After all these years of blockchain use cases, it seems like the first use is still the best use case – Finance. Given the global printing of money by governments, this is the one most needed and will continue to grow. High inflation is going to come, USD printing is going to devalue and outright destroy currencies from developing countries. People will turn to crypto and the benefits of DeFi, since they defy borders.

The current DeFi ecosystem is just setting the stage as it’s still being tested for security and usability. But it’s getting stronger and 3 years from now will be an excellent alternative financial system. By the time my kids enter university, they will find it easier to save money and earn interest by DeFi.

Do you have any blockchain and/or crypto predictions for 2020 and beyond?

Anything that isn’t related to finance or privacy will slow down by a lot. Covid 19 is making everyone think about survivability. A logistics company is concerned about getting their supply chain going again and getting sales. They aren’t going to care about using blockchain to save some money or track goods better. This goes for all enterprise blockchain. We need to stick with our early adopters and push our communities and users and address the biggest pain. People are losing ways of making, saving and growing their money. People are also aware of the post-Covid 19 moves made by politicians to take away privacy. Solving those are the biggest areas for blockchain.

The second half of 2020 will have the biggest growth of new users into crypto since early 2017.

What are the biggest obstacles for mainstream adoption of crypto?

I call it the gateway problem. It’s still too hard for anyone to get through the gate. We have a big house, with great music and excellent food. But the party doesn’t have that many people because it’s too hard to get through the gate. Once we can on-board users in a way they are accustomed to, we’ll have serious lift off.

How will your project fare if there is not another crypto bull run in the next decade?

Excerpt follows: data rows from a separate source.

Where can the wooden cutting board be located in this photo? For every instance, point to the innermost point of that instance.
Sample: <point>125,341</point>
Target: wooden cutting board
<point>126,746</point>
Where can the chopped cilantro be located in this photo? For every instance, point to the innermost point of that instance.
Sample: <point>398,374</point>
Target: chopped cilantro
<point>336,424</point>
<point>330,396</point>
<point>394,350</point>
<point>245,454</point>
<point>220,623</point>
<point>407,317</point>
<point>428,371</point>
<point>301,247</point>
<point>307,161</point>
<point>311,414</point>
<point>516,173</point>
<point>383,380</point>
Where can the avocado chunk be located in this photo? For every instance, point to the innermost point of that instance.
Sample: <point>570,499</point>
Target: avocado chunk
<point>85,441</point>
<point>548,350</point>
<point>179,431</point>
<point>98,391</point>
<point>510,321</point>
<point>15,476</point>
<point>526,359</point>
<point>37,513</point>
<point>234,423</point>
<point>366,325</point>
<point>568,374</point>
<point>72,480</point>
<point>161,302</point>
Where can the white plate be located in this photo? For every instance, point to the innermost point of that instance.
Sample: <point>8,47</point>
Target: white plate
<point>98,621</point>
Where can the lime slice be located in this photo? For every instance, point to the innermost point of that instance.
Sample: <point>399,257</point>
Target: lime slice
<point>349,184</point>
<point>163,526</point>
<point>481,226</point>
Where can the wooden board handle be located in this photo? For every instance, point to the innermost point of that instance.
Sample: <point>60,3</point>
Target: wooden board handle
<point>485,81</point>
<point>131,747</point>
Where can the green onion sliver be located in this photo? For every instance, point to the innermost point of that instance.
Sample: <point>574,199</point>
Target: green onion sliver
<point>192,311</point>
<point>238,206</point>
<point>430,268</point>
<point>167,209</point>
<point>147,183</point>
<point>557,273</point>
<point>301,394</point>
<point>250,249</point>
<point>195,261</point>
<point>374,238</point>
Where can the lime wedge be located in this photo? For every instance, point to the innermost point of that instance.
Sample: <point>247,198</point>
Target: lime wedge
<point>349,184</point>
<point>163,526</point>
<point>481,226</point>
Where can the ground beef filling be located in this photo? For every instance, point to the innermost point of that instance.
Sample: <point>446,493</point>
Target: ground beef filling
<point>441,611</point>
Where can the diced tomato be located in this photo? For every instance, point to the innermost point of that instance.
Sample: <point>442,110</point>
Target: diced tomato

Outside of Bitcoin, every crypto project will have a tough time. Our industry is dictated by the acceptance of crypto. Increasing asset prices will attract more users which will require more applications. If application growth isn’t there, there will be a lot of problems for any blockchain company. The earliest adopters of blockchain technology are those familiar with crypto.

What is your most controversial opinion relating to blockchain and/or cryptocurrency?

Blockchain games are the most over-hyped area of blockchain. I come from the video game space and keep in contact with some of the best game developers. None of them are interested in blockchain. The games industry isn’t broken as the industry is hitting record revenues every year. Covid-19 is making it even bigger. There is no need for companies like Electronic Arts to use blockchain and have an open garden. They prefer it closed. The only people who want blockchain games are those that played card games like Magic The Gathering and also own ETH. How many of those people do you know?